Cinco policiais como protagonistas, ou seja, homens de casca grossa, acostumados com encrencas repentinas, armados e nem é como se eles estivessem isolados do mundo. O chamado ao qual eles atendem é de outra unidade policial, em uma região próxima, então são mais personagens da mesma profissão treinada para servir e proteger no local. Não seria o cenário perfeito para que as portas do inferno se abrissem e engolissem os personagens de uma só vez, mas como diz o interessante líder religioso, em uma das mais sangrentas e intensas representações de um culto satânico que eu já vi em filme: “o inferno não é um lugar físico, que se possa visitar. Ele nos acompanha aonde quer que vamos”. Um casarão antigo no meio do mato, que serviu como um departamento de polícia por algum tempo, segundo os mais experientes do grupo, é o ponto de onde a chamada havia sido feita. Os mesmos policiais da antiga, se lembram de histórias desagradáveis sobre o local e pelo exterior da casa, é plausível que seja uma construção real. É só quando eles entram e se deparam com uma arquitetura subterrânea improvável para um prédio do Estado, que o número de homens armados parece pouco. Onde está a equipe policial que solicitou o apoio? É claro que eles descem até o último degrau que a enorme escadaria declinante possui e com certeza eles se separam, porque o lugar é enorme! O que eles acabam encontrando, é o que muitos filmes de terror somente sugerem, sem nenhuma economia em violência e depravação.

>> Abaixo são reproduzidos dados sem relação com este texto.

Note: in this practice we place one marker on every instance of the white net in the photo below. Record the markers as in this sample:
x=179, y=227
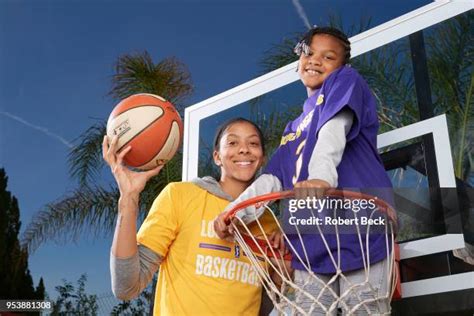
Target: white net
x=291, y=275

O único momento em que Baskin não é tenso, é quando os personagens estão cantando um hit local dentro da van, rindo e brincando, como se não houvesse nenhuma preocupação no mundo. A história é linear o suficiente para que a gente consiga acompanhá-la sem problemas, mas toda vez que o perigo fica insuportável para um dos personagens, nós retornamos com ele para um ponto mais seguro do filme, que serve como uma alucinação temporária, mais fácil de se lidar do que a realidade. Ou seria o contrário? Eu não sei! Não sei o que o vilão realmente quer, ou se os sapos que vimos o tempo todo no filme são menções bíblicas. Eu sei que o terror não tem fim, mas não tenho certeza sobre em que ponto ele começou. Desde Suspiria de Argento eu vivo procurando interpretações de sonhos em filmes e acredito que tenha encontrado um pesadelo e tanto em Baskin, com uma direção cheia de simbolismos e cuidadosa tecnicamente. Eu sugiro atenção para certos posicionamentos de câmera, planos-sequência, transições de cenas e para a edição de som, mesmo que eu ainda não tenha certeza se a soneca é individual, coletiva ou se estamos acompanhando a viagem do personagem certo.